Recent stories of note:
“Marco Grassi, Who Brought Old Paintings Back to Life, Dies at 90”
Adam Nossiter, The New York Times
When I was introduced to Marco Grassi, The New Criterion’s longtime friend and contributor, late last year, someone mentioned that I was interested in the history of art. “Well,” Marco replied with a good-natured smile, “I hope you’re interested in fourteenth-century Florence.” He was indeed a “great champion” of the paintings of that place and time, as Adam Nossiter writes in The New York Times.

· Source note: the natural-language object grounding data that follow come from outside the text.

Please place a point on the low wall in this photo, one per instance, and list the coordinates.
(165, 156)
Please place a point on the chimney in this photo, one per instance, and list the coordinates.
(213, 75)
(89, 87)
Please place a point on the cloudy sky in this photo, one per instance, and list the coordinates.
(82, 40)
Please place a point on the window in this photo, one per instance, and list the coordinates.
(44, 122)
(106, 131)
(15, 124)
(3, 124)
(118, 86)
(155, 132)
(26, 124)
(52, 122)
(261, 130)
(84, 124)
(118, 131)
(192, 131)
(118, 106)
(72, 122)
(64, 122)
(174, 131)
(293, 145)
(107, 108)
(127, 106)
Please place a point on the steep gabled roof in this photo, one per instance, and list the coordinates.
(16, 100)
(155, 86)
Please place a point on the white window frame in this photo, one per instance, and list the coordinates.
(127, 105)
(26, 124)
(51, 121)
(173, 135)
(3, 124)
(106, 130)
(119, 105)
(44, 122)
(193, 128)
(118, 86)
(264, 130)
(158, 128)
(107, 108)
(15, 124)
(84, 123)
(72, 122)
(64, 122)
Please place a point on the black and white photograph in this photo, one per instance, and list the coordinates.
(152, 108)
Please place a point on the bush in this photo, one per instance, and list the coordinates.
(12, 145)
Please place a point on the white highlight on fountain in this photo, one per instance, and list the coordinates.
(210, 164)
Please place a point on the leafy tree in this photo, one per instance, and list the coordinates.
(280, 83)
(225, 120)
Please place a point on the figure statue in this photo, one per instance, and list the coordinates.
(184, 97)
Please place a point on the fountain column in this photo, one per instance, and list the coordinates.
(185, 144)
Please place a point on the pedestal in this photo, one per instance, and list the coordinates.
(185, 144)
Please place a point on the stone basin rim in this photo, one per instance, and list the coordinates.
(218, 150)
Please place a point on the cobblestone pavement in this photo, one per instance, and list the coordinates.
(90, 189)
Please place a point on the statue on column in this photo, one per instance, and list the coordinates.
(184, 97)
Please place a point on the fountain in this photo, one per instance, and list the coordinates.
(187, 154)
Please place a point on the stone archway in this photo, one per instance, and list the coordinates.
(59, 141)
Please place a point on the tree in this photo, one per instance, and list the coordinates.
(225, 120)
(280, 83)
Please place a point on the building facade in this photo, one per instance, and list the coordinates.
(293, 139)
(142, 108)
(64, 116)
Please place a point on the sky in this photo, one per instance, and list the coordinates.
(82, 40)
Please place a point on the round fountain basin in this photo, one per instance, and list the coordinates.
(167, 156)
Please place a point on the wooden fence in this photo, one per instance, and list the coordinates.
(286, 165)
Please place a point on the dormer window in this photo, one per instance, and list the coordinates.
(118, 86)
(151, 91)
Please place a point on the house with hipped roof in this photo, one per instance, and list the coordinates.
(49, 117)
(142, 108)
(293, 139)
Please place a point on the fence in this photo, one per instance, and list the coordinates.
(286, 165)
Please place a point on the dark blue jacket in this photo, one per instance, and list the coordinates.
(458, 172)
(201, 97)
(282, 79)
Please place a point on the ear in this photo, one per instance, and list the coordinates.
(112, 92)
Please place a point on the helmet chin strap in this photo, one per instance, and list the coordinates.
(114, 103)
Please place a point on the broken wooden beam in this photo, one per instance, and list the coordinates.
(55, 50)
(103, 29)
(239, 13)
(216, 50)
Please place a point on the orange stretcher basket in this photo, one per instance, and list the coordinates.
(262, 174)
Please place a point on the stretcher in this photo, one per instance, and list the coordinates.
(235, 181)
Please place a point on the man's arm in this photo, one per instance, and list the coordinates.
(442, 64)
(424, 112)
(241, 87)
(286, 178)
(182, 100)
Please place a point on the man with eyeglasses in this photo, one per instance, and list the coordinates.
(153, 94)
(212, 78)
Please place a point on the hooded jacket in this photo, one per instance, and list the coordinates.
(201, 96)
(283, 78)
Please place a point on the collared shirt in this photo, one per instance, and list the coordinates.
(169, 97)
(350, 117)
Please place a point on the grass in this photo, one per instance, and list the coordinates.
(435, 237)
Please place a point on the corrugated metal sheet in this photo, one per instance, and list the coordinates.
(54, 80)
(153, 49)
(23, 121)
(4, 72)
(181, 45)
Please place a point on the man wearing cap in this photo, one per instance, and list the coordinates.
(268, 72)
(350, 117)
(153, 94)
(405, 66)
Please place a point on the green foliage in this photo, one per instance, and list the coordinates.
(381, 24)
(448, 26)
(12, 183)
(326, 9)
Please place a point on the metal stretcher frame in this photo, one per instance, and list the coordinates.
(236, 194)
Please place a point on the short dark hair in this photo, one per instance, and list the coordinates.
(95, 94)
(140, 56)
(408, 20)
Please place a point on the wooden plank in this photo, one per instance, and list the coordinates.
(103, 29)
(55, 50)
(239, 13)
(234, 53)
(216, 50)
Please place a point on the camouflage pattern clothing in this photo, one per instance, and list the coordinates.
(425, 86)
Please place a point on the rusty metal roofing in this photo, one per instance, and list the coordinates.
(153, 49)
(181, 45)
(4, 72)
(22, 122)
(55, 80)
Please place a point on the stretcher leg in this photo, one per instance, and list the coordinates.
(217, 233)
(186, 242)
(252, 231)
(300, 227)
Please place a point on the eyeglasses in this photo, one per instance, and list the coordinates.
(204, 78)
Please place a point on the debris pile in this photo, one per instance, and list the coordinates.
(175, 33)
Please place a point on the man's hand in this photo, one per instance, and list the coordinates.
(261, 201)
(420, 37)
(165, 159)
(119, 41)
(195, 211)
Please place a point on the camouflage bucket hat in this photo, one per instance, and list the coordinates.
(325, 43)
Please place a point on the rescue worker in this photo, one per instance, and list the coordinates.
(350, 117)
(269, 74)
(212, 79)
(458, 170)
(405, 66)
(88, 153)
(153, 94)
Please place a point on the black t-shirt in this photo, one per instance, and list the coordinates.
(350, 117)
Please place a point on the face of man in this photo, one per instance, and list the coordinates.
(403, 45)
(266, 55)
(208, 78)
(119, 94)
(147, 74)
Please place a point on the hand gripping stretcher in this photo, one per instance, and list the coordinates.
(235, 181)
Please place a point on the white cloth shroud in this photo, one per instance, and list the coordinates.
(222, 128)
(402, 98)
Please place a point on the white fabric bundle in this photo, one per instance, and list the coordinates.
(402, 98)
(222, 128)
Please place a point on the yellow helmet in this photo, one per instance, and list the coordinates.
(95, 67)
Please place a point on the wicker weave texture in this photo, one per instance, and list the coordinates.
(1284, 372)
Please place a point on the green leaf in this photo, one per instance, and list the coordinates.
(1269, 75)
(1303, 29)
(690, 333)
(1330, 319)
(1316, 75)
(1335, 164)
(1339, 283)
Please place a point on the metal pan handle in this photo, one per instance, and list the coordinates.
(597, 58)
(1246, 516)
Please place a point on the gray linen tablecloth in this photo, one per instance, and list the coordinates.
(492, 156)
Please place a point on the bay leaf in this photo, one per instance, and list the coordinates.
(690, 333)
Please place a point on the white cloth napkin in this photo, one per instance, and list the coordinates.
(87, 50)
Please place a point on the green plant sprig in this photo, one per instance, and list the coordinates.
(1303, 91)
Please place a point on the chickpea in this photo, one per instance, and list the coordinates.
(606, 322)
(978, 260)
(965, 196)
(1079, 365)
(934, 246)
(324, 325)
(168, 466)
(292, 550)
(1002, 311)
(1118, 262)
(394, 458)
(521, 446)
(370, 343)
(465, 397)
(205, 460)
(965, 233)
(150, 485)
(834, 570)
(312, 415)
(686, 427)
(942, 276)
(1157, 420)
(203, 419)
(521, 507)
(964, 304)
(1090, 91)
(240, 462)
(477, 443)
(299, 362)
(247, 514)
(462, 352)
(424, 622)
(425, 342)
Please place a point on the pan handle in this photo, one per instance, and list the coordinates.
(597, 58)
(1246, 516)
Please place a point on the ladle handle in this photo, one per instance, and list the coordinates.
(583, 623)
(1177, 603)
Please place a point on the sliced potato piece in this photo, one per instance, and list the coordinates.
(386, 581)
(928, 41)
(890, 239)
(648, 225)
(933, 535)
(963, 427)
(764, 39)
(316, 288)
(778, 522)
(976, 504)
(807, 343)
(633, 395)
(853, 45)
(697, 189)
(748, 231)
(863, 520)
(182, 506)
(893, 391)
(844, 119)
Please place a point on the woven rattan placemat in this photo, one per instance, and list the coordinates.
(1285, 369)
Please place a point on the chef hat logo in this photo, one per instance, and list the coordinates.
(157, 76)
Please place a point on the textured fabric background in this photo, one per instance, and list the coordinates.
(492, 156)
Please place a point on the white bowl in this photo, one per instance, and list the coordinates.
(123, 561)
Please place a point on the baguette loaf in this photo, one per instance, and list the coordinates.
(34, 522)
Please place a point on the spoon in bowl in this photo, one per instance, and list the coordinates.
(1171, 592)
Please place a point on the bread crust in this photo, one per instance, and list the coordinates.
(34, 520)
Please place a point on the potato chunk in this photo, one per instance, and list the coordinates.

Marco Grassi died in March of this year and is remembered in Nossiter’s obituary for his passion for Florentine art and his surpassing skill as a restorer and conservator. Read The New Criterion’s own remembrance of Marco, featured in the May issue, here.
“‘El Greco. Santo Domingo el Antiguo’ Review: Awe-Inspiring Altarpieces”
A. J. Goldmann, The Wall Street Journal
In El Greco’s Assumption of the Virgin (1577–79), as Mother Mary rises above us with arms outstretched, she balances on a flat sliver of crescent moon, her toes grabbing onto it as if for stability. In The Holy Trinity (1577–59), Christ seems at risk of slipping through the cloudy floor—at least he would, if it weren’t for the cherubs holding up his feet for our view. El Greco completed these paintings, with these curious details, for his first commission in Spain, a complex series of altar paintings, sculptures, and retables for Santo Domingo el Antiguo in Toledo—and now at the Prado, all but one of the astonishing paintings are gathered together for the first time since 1830. As A. J. Goldmann notes in The Wall Street Journal, the Prado hangs them traditionally, without trying to reconstruct their exact places in the church, and still the effect is overwhelming: “One can scarcely imagine the impact they must have made on their first viewers.”
“The Face You Put On”
Tom Crewe, London Review of Books
Though she said it ninety-five years ago, Virginia Woolf’s description of a “bright and animated company of authors who . . . are known by their hats, not merely their poems” surely recalls some contemporary names. Photography makes such celebrity possible, and in his new book Cartomania, Paul Frecker describes a photography fad of the 1860s that, as Tom Crewe writes in the London Review of Books, invented celebrity as we know it. The trending item was the “carte de visite” (of which Frecker has been a collector and dealer for twenty years): a small photograph produced in multiples that could be cut up and distributed. This wasn’t only the first time that ordinary people could inexpensively give photos of themselves to friends and loved ones. It was also the first time that photographs of public figures of all types—scientists, clergymen, courtesans, murderers, royals—became a hot commodity, to be bought, sold, and collected.